The Questions of Developmental Biology

Soon afterward, the expression pattern of BMP4 and FGF8 changes, and the sites of the
tooth primordia are determined by the interactions between these same molecules in the
epithelium. FGF8 induces Pax9 expression in the underlying ectomesenchyme, while BMP4
inhibits Pax9 expression. Pax9 is a transcription factor whose expression in the ectomesenchyme
is critical for the initiation of tooth morphogenesis, and in Pax9-deficient mice, tooth
development ceases early. The only places where ectomesenchyme condense and teeth develop
are where FGF8 is present and BMPs are absent (Vainio et al. 1993; Neubüser et al. 1997). Thus,
spaces develop between the teeth.
At this time, the epithelium possesses the potential to generate tooth structures out of
several types of mesenchyme cells (Mina and Kollar 1987; Lumsden 1988b). However, this
tooth-forming potential soon becomes transferred to the ectomesenchyme that has aggregated
beneath it.

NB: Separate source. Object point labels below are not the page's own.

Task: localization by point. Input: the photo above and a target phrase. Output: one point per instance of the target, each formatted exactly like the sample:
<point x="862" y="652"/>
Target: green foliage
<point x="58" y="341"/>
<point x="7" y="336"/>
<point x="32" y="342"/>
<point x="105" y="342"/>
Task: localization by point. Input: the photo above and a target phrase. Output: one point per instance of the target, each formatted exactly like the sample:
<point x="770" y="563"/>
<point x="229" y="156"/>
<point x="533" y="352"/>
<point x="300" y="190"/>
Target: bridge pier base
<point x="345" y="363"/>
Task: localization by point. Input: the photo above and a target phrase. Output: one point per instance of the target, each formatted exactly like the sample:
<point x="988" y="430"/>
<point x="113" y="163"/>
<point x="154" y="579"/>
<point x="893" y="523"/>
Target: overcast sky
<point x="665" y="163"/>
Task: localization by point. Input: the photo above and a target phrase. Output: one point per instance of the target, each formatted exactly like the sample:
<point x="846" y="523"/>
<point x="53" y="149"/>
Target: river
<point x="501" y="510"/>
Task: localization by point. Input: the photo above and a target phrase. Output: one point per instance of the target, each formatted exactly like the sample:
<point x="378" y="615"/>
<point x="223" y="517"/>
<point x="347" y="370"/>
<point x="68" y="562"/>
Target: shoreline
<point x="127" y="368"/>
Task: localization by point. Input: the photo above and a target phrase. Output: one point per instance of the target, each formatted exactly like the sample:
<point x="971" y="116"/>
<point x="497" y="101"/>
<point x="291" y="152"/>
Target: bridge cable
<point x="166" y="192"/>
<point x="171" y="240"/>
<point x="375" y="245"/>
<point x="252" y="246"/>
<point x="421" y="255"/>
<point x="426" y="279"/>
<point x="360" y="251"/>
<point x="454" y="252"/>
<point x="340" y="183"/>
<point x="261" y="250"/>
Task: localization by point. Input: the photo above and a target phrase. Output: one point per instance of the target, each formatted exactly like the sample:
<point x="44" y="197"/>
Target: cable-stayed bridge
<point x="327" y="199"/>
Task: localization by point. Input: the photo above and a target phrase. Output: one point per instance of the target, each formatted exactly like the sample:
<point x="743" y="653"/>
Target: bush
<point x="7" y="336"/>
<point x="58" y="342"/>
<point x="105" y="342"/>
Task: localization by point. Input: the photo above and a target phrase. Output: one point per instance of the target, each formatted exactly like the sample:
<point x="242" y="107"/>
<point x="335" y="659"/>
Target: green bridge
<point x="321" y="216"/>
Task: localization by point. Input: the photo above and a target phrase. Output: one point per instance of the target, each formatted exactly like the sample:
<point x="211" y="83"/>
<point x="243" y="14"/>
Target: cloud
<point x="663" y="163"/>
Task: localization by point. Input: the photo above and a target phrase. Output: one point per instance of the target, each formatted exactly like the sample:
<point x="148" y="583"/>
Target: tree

These ectomesenchymal cells form the dental papilla and are now able to induce
tooth morphogenesis in other epithelia (Kollar and Baird 1970). At this stage, the jaw epithelium
has lost its ability to instruct tooth formation in other mesenchymes. Thus, the "odontogenic
potential" has shifted from the epithelium to the mesenchyme. This shift in the odontogenic
potential coincides with a shift in the synthesis of BMP4 from the epithelium to the
ectomesenchyme.
As the dental mesenchyme cells condense, they are induced to synthesize the membrane
protein syndecan and the extracellular matrix protein tenascin. These proteins (which can bind
each other) appear at the time the epithelium induces mesenchymal aggregation, and Thesleff and
her colleagues (1990) have proposed that these two molecules may interact to bring about this
condensation. Moreover, after the ectomesenchyme has aggregated, it begins to secrete BMP4 as
well as other growth and differentiation factors (FGF3, BMP3, HGF, and activin) (Wilkinson et
al. 1989; Thesleff and Sahlberg 1996). These proteins from the ectomesenchyme induce a critical
structure in the epithelium. This structure is called the enamel knot, and it functions as the major
signaling center for tooth development (Jernvall et al. 1994). This group of cells appears as a
nondividing population of cells in the center of the growing cusps. Moreover, in situ
hybridization has demonstrated that the enamel knot is the source of Sonic hedgehog, FGF4,
BMP7, BMP4, and BMP2 secretion (Figure 13.9B; Koyama et al. 1996; Vaahtokari et al. 1996a).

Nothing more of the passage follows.